返済負担率が低いほど、教育費や老後資金など将来の支出にも余裕を持てます。「いくら借りられるか」ではなく「無理なく返済できる金額」を意識することが、後悔しない住宅購入につながります。
出典)住宅金融支援機構「住宅ローン利用者の実態調査(返済負担率)p.7」
ここでは、総返済負担率20%を前提とした「借入適正額」を年収別に比較します。借入適正額は、以下の条件でシミュレーションしています。
年収 | 借入適正額 | 詳細ページ |
---|---|---|
400万円 | 約2,361万円 | ー |
600万円 | 約3,542万円 | ー |
800万円 | 約2,361万円 | ー |
1,000万円 | 約5,904万円 | ー |
1,100万円 | 約6,494万円 | 詳細はこちら |
1,400万円 | 約8,265万円 | ー |
1,600万円 | 約9,446万円 | ー |
1,800万円 | 約10,627万円 | 詳細はこちら |
※【住宅保証機構株式会社】ローンシミュレーションをもとに筆者作成。
※詳細情報は順次公開予定です。公開後、リンクからご覧いただけます。
住宅ローンの返済だけでなく、購入後の生活も見据えた資金計画が大切です。ここでは、無理のない住宅購入を実現するために、特に重要な4つのポイントをご紹介します。
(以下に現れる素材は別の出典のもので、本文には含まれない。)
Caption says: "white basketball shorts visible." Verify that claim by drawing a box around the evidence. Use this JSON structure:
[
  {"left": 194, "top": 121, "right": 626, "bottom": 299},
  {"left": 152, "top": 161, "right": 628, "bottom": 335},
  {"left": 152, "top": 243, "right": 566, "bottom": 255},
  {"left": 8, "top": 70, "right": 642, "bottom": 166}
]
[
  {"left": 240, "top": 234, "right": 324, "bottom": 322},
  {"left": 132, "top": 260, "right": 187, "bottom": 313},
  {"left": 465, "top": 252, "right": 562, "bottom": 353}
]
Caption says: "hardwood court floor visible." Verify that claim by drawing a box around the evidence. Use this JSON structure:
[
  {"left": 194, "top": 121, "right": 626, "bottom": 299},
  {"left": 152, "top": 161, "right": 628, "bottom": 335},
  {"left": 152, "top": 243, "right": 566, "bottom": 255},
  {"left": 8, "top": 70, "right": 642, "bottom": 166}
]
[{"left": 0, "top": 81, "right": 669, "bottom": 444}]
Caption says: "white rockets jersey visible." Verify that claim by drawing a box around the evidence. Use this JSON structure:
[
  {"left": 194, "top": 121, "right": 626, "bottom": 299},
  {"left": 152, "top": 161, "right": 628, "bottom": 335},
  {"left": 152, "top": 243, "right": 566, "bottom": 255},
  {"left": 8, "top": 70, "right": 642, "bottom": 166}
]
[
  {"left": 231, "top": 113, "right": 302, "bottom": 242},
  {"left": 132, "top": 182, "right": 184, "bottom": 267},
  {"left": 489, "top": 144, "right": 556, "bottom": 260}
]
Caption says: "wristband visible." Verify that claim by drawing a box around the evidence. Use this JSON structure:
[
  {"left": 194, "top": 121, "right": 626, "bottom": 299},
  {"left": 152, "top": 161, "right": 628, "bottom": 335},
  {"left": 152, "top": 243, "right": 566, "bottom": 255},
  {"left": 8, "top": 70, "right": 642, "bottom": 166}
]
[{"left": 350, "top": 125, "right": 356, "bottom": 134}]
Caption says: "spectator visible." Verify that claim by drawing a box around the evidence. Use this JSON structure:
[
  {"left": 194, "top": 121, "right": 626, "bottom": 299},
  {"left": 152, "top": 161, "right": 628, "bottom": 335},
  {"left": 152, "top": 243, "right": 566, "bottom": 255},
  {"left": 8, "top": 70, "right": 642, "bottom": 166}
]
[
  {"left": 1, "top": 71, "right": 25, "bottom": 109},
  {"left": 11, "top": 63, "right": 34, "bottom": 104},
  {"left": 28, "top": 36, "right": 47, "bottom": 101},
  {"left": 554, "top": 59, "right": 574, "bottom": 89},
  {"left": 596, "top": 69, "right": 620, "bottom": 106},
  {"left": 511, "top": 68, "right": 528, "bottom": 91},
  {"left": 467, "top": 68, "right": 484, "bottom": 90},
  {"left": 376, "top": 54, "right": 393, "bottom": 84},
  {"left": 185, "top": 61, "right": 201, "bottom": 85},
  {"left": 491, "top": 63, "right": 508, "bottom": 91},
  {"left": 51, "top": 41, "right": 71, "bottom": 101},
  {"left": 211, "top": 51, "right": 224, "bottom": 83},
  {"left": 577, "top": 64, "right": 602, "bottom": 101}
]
国土交通省の「令和5年度 住宅市場動向調査」によると、住宅を初めて購入する方(一次取得者)の自己資金比率は、平均で20〜40%程度です。物件価格の2割以上の自己資金を準備できれば、借り入れを抑えられ、毎月の返済負担も軽減できます。
出典)国土交通省「令和5年度 住宅調査報告書(一次取得・二次取得別の購入資金)p.50」
近年、日銀の政策金利引き上げを受けて、住宅ローンで全期間固定金利を選ぶ人が増えています。2024年10月の調査では28.0%、2025年4月では30.7%と上昇傾向がみられます。一方、変動金利は借入時の金利が低く魅力的ですが、将来的な金利上昇によって返済額が増えるリスクもあります。
出典)住宅金融支援機構「住宅ローン利用予定者調査(2025年4月調査)p.15」
住宅ローン控除(住宅ローン減税ともいいます)とは、住宅ローンを利用して住宅の新築、取得または増改築等をした場合に利用できる、所得税額等を控除する制度です。住宅ローン控除を利用する場合、自身の状況に合わせてどういった条件でどのような控除が受けられるかを把握しておくことが大切です。
また、夫婦ともに安定した収入がある場合は、ペアローンを利用することで、借入可能額が増えるだけでなく、夫婦それぞれが住宅ローン控除を受けられるメリットもあります。控除額が増えることで、実質的な返済負担を軽減できる可能性があります。
ただし、諸費用が2本分かかる点や、離婚・収入変動などのリスクもあるため、慎重な検討が必要です。
住宅購入には、物件価格以外にも多くの費用がかかります。仲介手数料、登記費用、火災・地震保険料、固定資産税、修繕費など、維持費や初期費用も見逃せません。住宅ローン契約前に、諸費用の総額をしっかり把握しておきましょう。
住宅ローンは、単に「いくら借りられるか」ではなく、「無理なく返済できるか」を基準に考えることが大切です。年収倍率や総返済負担率といった指標を参考にしながら、将来のライフイベントや収入の変化も見据えた資金計画を立てましょう。
特に、総返済負担率を20%以内に抑えることで、教育費や老後資金など、将来の家計への影響を抑えることができます。また、自己資金の準備、金利タイプの選択、住宅ローン控除の活用、諸費用の把握など、購入前に確認すべきポイントも多岐にわたります。
「この金額なら無理なく返済できる」と思えるラインを見極めることが、後悔しない住宅購入への第一歩です。